Flaky is a test tool that Box shared with the community about a year ago. In my opinion and own experience, the tool solves the problem it wanted to solve, but it’s a poisonous tool to have for any engineering organization who wants sustainable success. Here is the comment that I left on their blog post:
I was in the same spot in the past: a few years back, we’ve had tests that failed intermittently and the causes sometime were external to our component, but in other services owned by folks in the other floor/building. Naturally, we built a similar way to rerun the failed tests automatically.
Later, I found a problem in this approach: it discouraged people from doing deep investigation and hide some bugs in our own component. Discourage: as long as the rerun passed, no one would look at the failure in the first run. Hide bugs: there are product bugs that have intermittent nature (rather than causing some functionality 100% failing); also, there were test automation bugs that genuinely cause intermittent test failures (lack of test repeatability, or test automation reliability issue). It was also a slippery slope: over the time, the amount of rerun increased (since no one spent time looking at why the tests failed on first attempt), which caused the total duration of the test pass to increase.

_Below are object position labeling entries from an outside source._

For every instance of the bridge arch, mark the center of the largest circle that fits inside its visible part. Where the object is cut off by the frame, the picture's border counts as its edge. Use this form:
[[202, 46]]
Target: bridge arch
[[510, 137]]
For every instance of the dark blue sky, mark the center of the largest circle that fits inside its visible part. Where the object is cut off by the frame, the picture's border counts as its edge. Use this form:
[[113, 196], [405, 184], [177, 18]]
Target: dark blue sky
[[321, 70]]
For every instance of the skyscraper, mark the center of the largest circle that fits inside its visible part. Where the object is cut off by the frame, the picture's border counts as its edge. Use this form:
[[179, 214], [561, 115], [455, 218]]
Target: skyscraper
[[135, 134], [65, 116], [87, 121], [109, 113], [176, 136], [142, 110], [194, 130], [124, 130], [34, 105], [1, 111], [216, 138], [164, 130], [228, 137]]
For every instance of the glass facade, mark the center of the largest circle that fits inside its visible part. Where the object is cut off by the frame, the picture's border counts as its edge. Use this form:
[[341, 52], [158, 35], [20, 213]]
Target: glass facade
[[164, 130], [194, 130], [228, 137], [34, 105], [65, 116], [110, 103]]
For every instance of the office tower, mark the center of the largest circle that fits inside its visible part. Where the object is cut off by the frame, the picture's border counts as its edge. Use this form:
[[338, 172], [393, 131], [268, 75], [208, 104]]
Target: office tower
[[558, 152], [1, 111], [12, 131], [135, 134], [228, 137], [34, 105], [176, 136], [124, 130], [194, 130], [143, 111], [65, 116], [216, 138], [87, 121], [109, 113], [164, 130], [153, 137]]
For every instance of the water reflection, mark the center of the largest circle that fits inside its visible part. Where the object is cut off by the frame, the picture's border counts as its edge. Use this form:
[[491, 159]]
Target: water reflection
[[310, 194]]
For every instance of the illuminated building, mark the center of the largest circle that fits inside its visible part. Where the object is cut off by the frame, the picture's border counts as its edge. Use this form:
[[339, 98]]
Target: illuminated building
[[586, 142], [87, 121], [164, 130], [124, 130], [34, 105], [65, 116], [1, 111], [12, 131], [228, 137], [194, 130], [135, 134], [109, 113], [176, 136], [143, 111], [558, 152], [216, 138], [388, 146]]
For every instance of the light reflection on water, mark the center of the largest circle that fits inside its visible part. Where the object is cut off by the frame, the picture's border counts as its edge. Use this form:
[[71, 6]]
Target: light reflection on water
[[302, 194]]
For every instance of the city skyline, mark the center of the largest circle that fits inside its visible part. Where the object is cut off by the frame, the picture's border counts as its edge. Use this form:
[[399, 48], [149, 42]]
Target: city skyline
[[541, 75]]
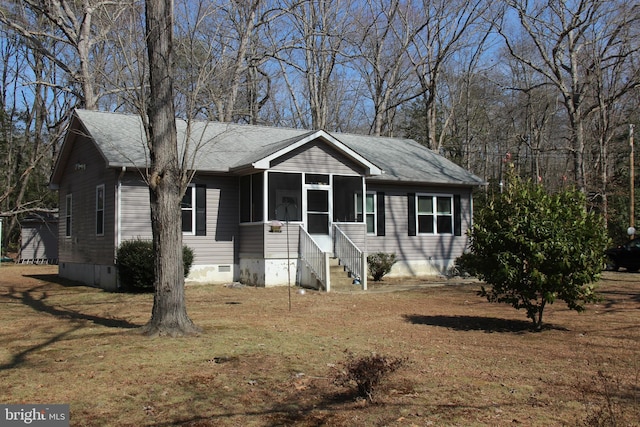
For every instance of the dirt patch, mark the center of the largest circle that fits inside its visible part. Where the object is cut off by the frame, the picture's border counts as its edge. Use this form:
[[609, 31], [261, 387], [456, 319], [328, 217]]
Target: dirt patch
[[258, 363]]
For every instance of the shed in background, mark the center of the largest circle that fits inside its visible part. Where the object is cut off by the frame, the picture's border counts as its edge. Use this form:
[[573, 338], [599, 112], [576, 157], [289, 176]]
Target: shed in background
[[39, 240]]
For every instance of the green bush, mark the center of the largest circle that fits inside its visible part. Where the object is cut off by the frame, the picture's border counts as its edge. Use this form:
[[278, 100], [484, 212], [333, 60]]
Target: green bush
[[380, 264], [135, 265]]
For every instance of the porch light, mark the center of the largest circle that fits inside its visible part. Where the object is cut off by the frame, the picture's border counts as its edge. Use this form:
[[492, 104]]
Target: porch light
[[276, 226]]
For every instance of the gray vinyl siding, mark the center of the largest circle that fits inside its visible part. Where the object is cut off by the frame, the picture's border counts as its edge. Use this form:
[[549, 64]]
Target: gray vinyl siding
[[283, 244], [135, 211], [356, 231], [217, 246], [317, 157], [421, 246], [84, 171]]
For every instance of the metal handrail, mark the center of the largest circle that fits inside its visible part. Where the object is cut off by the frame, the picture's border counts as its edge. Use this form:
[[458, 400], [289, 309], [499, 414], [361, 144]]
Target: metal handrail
[[314, 258], [350, 256]]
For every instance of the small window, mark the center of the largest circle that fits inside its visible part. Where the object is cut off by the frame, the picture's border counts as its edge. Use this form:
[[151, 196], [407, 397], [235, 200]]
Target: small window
[[188, 210], [370, 212], [68, 215], [316, 178], [434, 214], [194, 210], [100, 210]]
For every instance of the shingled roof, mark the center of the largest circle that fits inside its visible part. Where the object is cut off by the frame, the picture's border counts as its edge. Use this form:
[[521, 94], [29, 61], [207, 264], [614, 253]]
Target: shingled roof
[[227, 147]]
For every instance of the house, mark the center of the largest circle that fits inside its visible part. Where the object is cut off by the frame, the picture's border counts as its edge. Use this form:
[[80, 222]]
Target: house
[[39, 239], [265, 204]]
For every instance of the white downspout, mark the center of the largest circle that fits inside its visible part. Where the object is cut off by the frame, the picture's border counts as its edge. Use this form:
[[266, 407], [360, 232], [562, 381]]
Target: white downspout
[[118, 212]]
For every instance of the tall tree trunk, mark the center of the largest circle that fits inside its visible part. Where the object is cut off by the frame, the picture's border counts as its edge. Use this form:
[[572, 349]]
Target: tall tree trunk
[[166, 180]]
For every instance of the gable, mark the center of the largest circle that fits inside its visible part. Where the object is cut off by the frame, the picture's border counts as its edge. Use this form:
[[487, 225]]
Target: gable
[[319, 157]]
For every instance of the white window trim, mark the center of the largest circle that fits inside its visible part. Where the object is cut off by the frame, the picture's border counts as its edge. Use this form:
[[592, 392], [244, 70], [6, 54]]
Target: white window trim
[[192, 189], [434, 198], [375, 212], [68, 215], [98, 188]]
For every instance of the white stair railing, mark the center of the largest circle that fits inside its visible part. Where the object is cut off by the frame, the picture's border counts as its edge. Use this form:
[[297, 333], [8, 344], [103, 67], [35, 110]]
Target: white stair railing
[[315, 259], [350, 256]]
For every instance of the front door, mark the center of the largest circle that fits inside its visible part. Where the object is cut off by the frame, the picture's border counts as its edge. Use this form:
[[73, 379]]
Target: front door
[[318, 211], [318, 216]]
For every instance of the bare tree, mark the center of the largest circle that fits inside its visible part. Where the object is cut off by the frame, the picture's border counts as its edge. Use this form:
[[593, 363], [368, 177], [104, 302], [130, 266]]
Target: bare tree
[[448, 28], [562, 33], [78, 29], [167, 180], [387, 30]]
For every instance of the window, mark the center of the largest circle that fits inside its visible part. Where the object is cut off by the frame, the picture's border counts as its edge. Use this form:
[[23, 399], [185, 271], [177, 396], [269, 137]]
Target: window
[[68, 215], [194, 214], [100, 210], [370, 211], [434, 214]]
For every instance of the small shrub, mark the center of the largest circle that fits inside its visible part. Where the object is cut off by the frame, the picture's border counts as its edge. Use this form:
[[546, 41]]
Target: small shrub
[[135, 265], [367, 372], [380, 264]]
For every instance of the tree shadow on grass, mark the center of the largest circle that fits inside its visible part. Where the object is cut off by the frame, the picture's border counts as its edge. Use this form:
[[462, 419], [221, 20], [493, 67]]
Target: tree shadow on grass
[[475, 323], [21, 357], [56, 279], [39, 304]]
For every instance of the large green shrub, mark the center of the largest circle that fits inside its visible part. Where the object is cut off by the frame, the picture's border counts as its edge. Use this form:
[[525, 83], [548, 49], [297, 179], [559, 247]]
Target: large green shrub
[[533, 247], [135, 265], [380, 264]]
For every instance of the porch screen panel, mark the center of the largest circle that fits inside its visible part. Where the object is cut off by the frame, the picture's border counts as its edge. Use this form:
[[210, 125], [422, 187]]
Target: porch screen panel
[[347, 198], [285, 196], [251, 197]]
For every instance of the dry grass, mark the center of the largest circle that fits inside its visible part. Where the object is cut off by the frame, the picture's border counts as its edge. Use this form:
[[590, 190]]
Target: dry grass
[[470, 363]]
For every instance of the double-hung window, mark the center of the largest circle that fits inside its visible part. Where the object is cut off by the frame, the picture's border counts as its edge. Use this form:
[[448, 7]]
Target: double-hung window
[[100, 210], [68, 215], [370, 212], [434, 214], [194, 214]]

Seeing those problems, I stopped the rerun. I told the team because our component has deterministic nature (rather than fuzzy logic products like face recognition, speech, relevancy, machine learning, …), our tests should be deterministic and highly repeatable. I forced the team to investigate every intermittent failure. It turned out that we found a lot of genuine issues in the product code as well as the test automation. We fixed them. I also tenaciously push all the teams (not only my own team, but also folks on other floors/buildings) to improve the design/architecture so that it’s easier to write more repeatable test automation. It paid off pretty well. After about 1 year since stopping the rerun, the amount of flaky tests significantly dropped (from more than 5% of the entire test automation to <0.5%). The total duration of test pass dropped. People are less frustrated by dealing with intermittent failures all the time.
In short, having a tool to automatically rerun failed tests is poisonous. It makes life easier now, but sends your engineering toward the wrong direction.